Exploit Chain(part 2):
After assembling all the parts, the global poisoned XSS ,the cookie overriding, and the OAuth flaw the question is how do I put these all together and actually takeover accounts.This is the exploit chain I came up with.Taking in consideration the time constraint, first I poisoned two endpoints. The first endpoint had the XSS payload and was located on the main page of the site.

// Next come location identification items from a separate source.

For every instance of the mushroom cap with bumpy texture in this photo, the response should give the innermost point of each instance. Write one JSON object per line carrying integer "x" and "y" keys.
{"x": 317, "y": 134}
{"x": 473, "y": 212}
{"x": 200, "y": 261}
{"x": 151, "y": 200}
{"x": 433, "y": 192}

It wrote the malicious cookie to the user’s browser, then redirected the browser to the OAuth flow. The second poisoned endpoint was located on a nonexistent endpoint that’s 404 response code was overridden with the poisoned response. This endpoint handled the callback from the redirected URL that was inserted in the cookie.This URL contained the code from the Oauth flow, and after receiving the code, the payload used another document.location to send the code off to the attacker’s site in a query string. On the endpoint on the attacker’s site I added another document.location after logging the URL and the code,to send the user’s browser’s back to one of the site’s regular pages. This whole process took about 5 secs to execute and avoided the time constraint.
Conclusion:
This was reported on HackerOne and the severity was boosted to a critical.